Entrevista realizada pro Paulo Henrique Amorim com o reitor José Vicente, da Faculdade Zumbi dos Palmares, em São Paulo. A Entrevista foi publicada no site Conversa Afiada
A cor da pele tem influência, sim, na profissão e na ascensão profissional.
Esta é a opinião de 71% dos entrevistados numa pesquisa do IBGE, que ouviu moradores de 15 mil domicílios e pessoas de mais de 15 anos de idade.
Sobre esse assunto, eu conversei no programa Entrevista Record Atualidade, da Record News, com o reitor José Vicente, da Faculdade Zumbi dos Palmares, em São Paulo, que tem 1.700 alunos e cinco cursos: administração, direito, publicidade e tecnologia dos transportes.
José Vicente passou a infância no Morro do Querosene, em Marília, no interior de São Paulo, foi bóia fria, e estudou.
Estudou Direito, Sociologia e Política.
José Vicente também é membro do Conselho Nacional de Desenvolvimento Econômico e Social. E lá no Conselho Nacional de Desenvolvimento Econômico e Social, que reúne figuras do país inteiro, entre empresários e professores, cientistas e economistas, que discutiu o programa que a presidenta Dilma Rousseff lançou recentemente, o “Ciência sem Fronteiras”.
José Vicente – A discussão no nosso país e no mundo inteiro é como produzir tecnologia, como produzir cérebros, como agregar valor ao produto. Isso só se faz com mais conhecimento, com mais qualificação e com a identificação de talentos que possam ser qualificados. O Brasil percebeu que é necessário produzir mão de obra qualificada.
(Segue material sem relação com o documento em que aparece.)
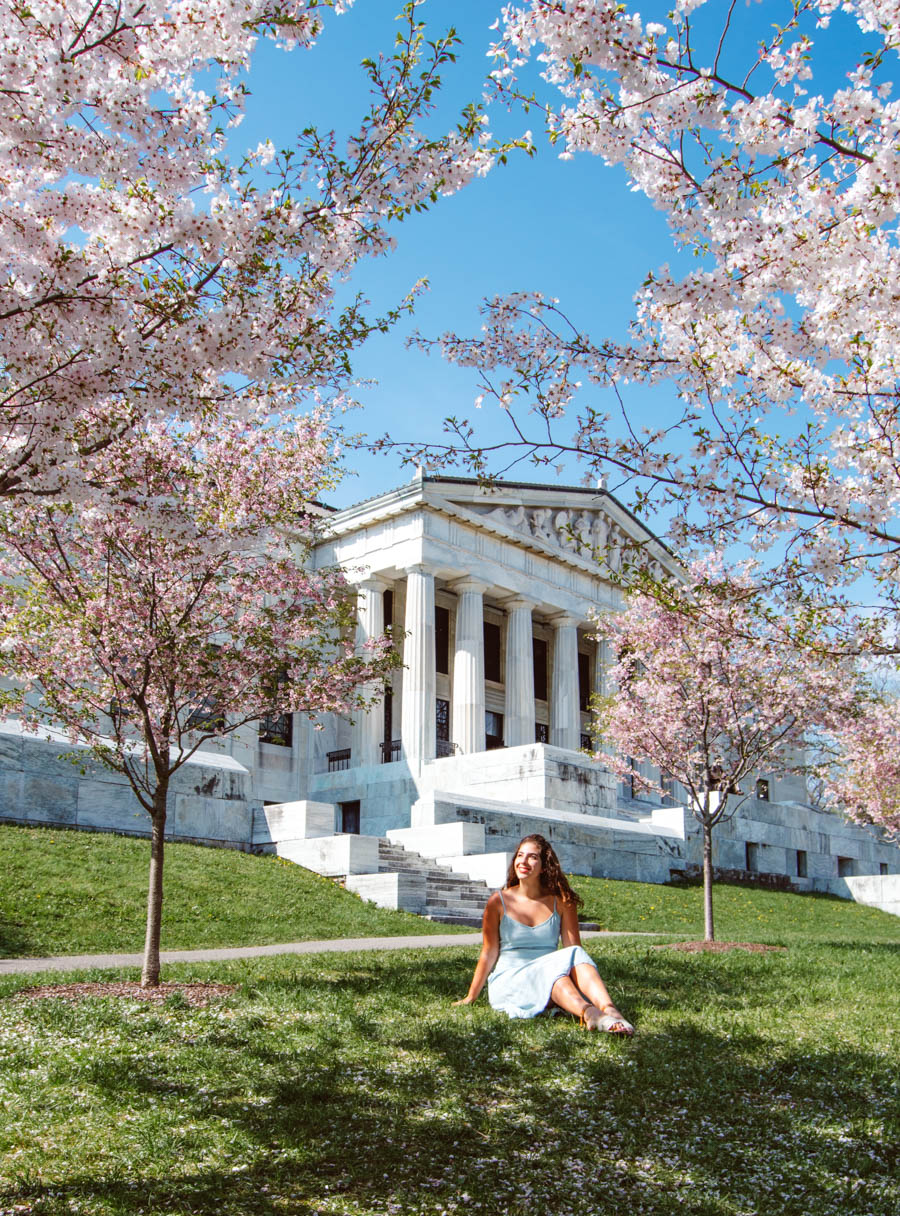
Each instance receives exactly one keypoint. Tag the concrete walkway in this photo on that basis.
(338, 945)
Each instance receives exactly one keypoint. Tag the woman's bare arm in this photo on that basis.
(569, 935)
(490, 950)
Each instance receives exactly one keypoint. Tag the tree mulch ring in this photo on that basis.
(196, 995)
(719, 947)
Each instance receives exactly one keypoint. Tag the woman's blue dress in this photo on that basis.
(529, 964)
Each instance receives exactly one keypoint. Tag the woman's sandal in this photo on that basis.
(613, 1024)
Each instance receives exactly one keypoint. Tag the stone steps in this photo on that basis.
(449, 898)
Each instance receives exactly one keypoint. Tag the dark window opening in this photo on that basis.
(539, 649)
(389, 750)
(277, 728)
(339, 760)
(442, 640)
(491, 652)
(349, 816)
(584, 682)
(442, 719)
(206, 716)
(493, 731)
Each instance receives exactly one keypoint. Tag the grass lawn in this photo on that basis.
(347, 1085)
(66, 893)
(742, 913)
(80, 891)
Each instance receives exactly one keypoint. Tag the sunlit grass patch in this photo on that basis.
(349, 1085)
(85, 891)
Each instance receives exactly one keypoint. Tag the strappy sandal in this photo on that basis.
(614, 1024)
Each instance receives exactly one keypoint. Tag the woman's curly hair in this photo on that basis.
(553, 880)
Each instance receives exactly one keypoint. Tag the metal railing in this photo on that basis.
(389, 750)
(338, 760)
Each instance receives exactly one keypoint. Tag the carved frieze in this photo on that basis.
(588, 533)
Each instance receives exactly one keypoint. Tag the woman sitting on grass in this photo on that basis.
(522, 927)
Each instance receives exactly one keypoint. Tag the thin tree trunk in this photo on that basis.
(150, 974)
(708, 929)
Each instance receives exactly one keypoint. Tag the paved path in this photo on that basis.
(339, 945)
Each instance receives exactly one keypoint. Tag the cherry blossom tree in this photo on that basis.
(145, 269)
(780, 175)
(708, 691)
(862, 777)
(151, 624)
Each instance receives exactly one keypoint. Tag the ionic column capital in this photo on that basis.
(566, 620)
(471, 585)
(519, 603)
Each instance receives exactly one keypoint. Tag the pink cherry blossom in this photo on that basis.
(710, 691)
(185, 607)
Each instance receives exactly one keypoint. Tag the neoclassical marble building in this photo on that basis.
(494, 597)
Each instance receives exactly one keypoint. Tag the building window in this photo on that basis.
(493, 730)
(539, 649)
(442, 640)
(206, 716)
(277, 728)
(339, 760)
(349, 816)
(584, 682)
(491, 652)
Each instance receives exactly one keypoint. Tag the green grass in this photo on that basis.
(347, 1085)
(65, 893)
(742, 913)
(80, 891)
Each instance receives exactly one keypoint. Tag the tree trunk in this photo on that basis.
(150, 974)
(708, 930)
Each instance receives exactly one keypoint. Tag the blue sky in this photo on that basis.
(571, 229)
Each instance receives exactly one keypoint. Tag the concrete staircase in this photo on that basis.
(449, 898)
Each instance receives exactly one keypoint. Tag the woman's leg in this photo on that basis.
(586, 978)
(566, 995)
(589, 986)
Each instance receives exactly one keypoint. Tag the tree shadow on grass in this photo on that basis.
(427, 1108)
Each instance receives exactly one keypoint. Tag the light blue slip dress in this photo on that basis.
(529, 964)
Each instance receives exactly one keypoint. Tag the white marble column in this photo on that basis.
(467, 731)
(564, 714)
(518, 727)
(417, 710)
(369, 725)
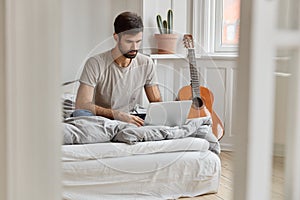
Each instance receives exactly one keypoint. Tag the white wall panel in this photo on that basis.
(3, 131)
(33, 104)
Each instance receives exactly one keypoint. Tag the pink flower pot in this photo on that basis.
(166, 43)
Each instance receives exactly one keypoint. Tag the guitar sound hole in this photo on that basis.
(197, 102)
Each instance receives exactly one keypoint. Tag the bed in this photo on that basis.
(136, 165)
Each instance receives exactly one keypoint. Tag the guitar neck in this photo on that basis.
(194, 73)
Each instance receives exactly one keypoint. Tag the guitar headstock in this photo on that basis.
(188, 41)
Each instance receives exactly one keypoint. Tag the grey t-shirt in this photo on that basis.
(117, 87)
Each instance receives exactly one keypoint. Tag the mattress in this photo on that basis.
(166, 169)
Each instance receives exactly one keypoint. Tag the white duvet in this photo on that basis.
(113, 150)
(165, 169)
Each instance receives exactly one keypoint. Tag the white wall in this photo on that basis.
(86, 25)
(3, 152)
(32, 113)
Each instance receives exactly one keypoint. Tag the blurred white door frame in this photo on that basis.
(259, 40)
(30, 91)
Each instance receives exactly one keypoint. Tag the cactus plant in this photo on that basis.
(166, 26)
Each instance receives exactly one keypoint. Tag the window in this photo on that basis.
(218, 22)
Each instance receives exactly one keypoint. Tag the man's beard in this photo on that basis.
(129, 54)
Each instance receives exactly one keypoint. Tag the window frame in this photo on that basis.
(207, 27)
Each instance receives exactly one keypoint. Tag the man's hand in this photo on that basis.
(128, 118)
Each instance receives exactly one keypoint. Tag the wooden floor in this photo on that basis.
(226, 183)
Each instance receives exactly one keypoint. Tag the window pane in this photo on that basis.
(231, 22)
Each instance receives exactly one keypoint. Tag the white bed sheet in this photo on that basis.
(147, 176)
(112, 150)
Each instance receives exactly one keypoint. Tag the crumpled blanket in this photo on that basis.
(97, 129)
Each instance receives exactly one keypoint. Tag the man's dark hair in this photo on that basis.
(129, 22)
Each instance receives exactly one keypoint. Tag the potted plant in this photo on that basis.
(166, 39)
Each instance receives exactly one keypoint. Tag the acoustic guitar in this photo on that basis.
(201, 97)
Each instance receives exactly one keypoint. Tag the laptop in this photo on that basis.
(168, 113)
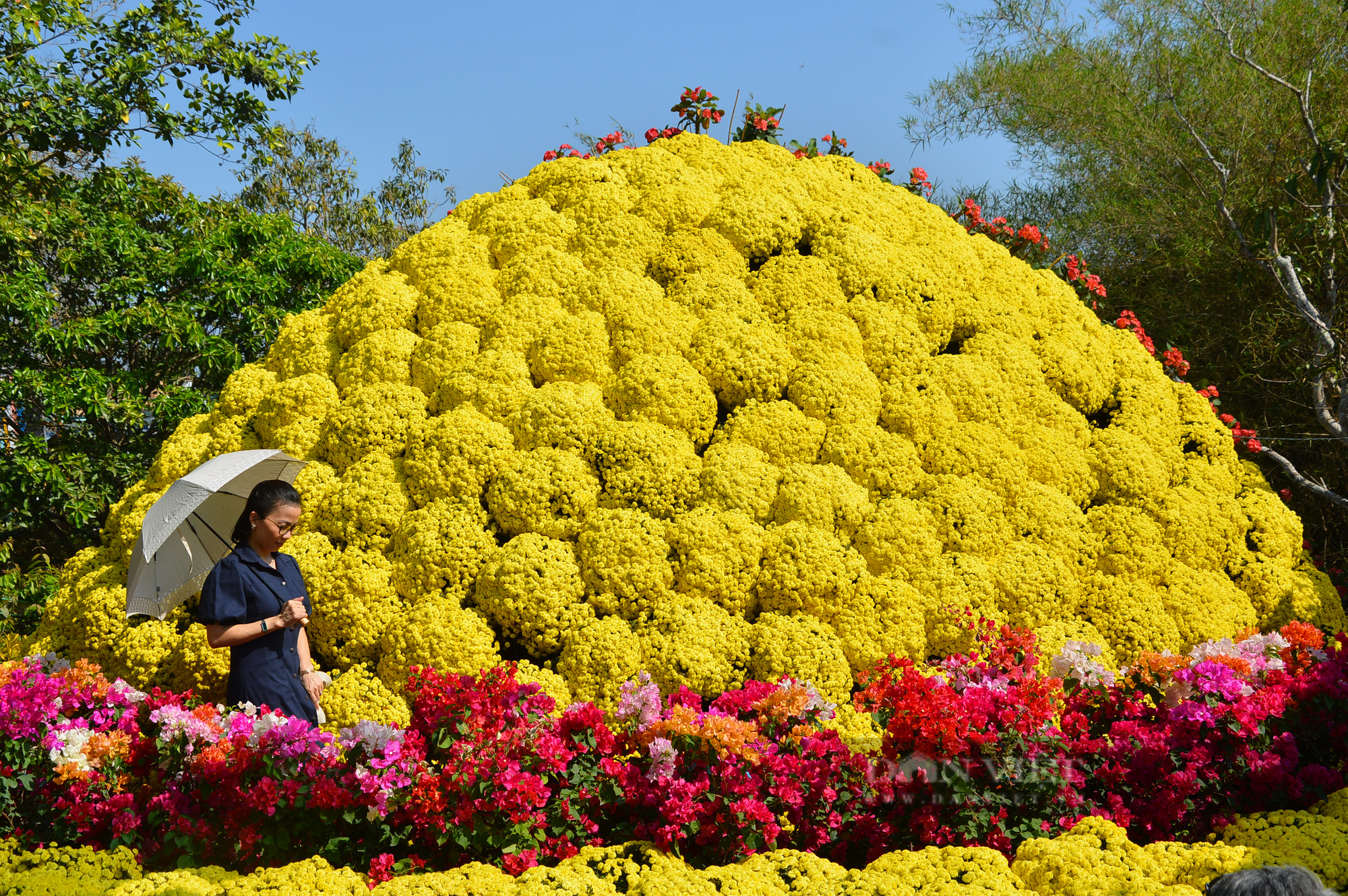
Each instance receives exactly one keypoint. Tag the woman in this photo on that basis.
(254, 603)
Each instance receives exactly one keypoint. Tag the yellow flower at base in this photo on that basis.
(358, 696)
(855, 385)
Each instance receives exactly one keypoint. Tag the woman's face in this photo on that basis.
(274, 530)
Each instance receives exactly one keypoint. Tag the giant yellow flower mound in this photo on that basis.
(718, 412)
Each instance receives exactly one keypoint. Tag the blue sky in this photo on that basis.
(485, 88)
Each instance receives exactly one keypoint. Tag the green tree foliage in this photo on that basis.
(1165, 139)
(313, 181)
(123, 309)
(79, 79)
(24, 592)
(125, 304)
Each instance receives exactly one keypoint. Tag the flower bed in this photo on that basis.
(1036, 759)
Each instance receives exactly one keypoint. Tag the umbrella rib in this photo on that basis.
(208, 526)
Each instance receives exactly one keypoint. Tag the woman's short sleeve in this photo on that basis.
(223, 600)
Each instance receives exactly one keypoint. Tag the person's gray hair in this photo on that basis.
(1270, 881)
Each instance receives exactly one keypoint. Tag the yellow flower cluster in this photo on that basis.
(1318, 839)
(358, 695)
(1093, 859)
(727, 413)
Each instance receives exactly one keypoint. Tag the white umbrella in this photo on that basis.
(187, 532)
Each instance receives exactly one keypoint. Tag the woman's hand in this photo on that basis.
(293, 614)
(313, 686)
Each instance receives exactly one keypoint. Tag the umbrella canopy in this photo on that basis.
(187, 532)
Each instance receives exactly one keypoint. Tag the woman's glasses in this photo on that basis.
(282, 529)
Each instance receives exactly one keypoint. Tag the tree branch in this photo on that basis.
(1295, 475)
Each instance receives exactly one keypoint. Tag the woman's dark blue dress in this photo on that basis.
(266, 670)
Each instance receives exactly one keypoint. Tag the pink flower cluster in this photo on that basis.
(981, 750)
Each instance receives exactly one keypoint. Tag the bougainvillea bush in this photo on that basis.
(990, 748)
(722, 414)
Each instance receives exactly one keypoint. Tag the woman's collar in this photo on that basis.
(249, 556)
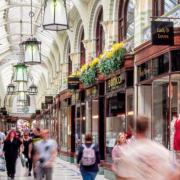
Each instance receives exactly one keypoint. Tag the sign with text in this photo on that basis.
(115, 82)
(49, 99)
(73, 83)
(162, 33)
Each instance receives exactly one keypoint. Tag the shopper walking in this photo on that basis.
(36, 136)
(26, 148)
(11, 147)
(88, 158)
(144, 159)
(45, 155)
(117, 152)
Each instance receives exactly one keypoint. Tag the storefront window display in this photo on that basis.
(65, 123)
(119, 108)
(161, 101)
E, com isso, criou um programa que prevê 75 mil bolsas de estudos por parte do Governo, 25 mil por parte da iniciativa privada. Com isso, mandaríamos 100 mil jovens para as melhores universidades do exterior. De modo que, daqui a cinco anos, teríamos de volta estes quadros altamente qualificados, que nos auxiliariam a melhorar a nossa tecnologia, melhorar o nosso produto.
- Mas aí, José Vicente, surge um pequeno problema. Tem certeza de que eles voltam? Ou vai acontecer com esses jovens o que aconteceu com os indianos, com os chineses, que foram para a Califórnia e ficaram lá no Vale do Silício produzindo pra Microsoft, para Apple …
José Vicente – Essa preocupação é latente e o programa pretende criar mecanismos, que diminuam essa possibilidade, ou que excluam definitivamente. Mas o dado é que é, ainda que corrêssemos o risco de perder parte desses cérebros, os que retornariam seriam suficientes para preencher esse vácuo. Quer dizer, vamos perder 20%, mas teríamos 80% de cérebros qualificados. Isso é um dado. E, segundo, o programa deverá prever nas contrapartidas um mecanismo que evite ou que desencoraje …
- Nós vivíamos aqui no Brasil um período - você se lembra – que era de fuga de cérebros.
José Vicente – Agora, o momento é outro. Essa quebradeira nos Estados Unidos e na Europa, pode ser que muitos os cérebros tenham interesse em voltar pra casa, porque aqui está melhor do que lá.
Vamos falar deste tema que é uma pesquisa do IBGE. Ela mostra que para 71% dos entrevistados, a cor da pele influencia a profissão que a pessoa tem e a possibilidade de ascensão profissional. Você é reitor, você que fundou esta faculdade …
José Vicente – Eu, dentre outras pessoas, sou um dos fundadores da Zumbi dos Palmares.
Na Zumbi dos Palmares 50% das vagas são dedicados a alunos afrodescendentes. Qual é a lição que você extrai dessa pesquisa do IBGE ?
José Vicente – Essa pesquisa é uma tradução literal do que era o Brasil antes, do que é o Brasil hoje, e das dificuldades que ainda temos para superar. Reflete algumas percepções estruturantes do nosso país. A questão de raça é latente, ela tem um impacto terrível na vida de todas as pessoas, dos negros em especial, mas seguramente dos brancos, porque essa é uma relação dual. Se não é bom para o negro, não pode ser bom para o branco. E ela produz um prejuízo terrível para o nosso país. E nós, a despeito de termos tido todos esses avanços econômicos que nos colocam aí entre as potências financeiras e econômicas, nós não conseguimos dar um salto nas soluções para problemas desta natureza. Hoje se substitui aquele ‘boa aparência’ por uma regra não dita em que as estatísticas colocam bem claro que o obstáculo está posto, ele existe e é difícil de ser transposto.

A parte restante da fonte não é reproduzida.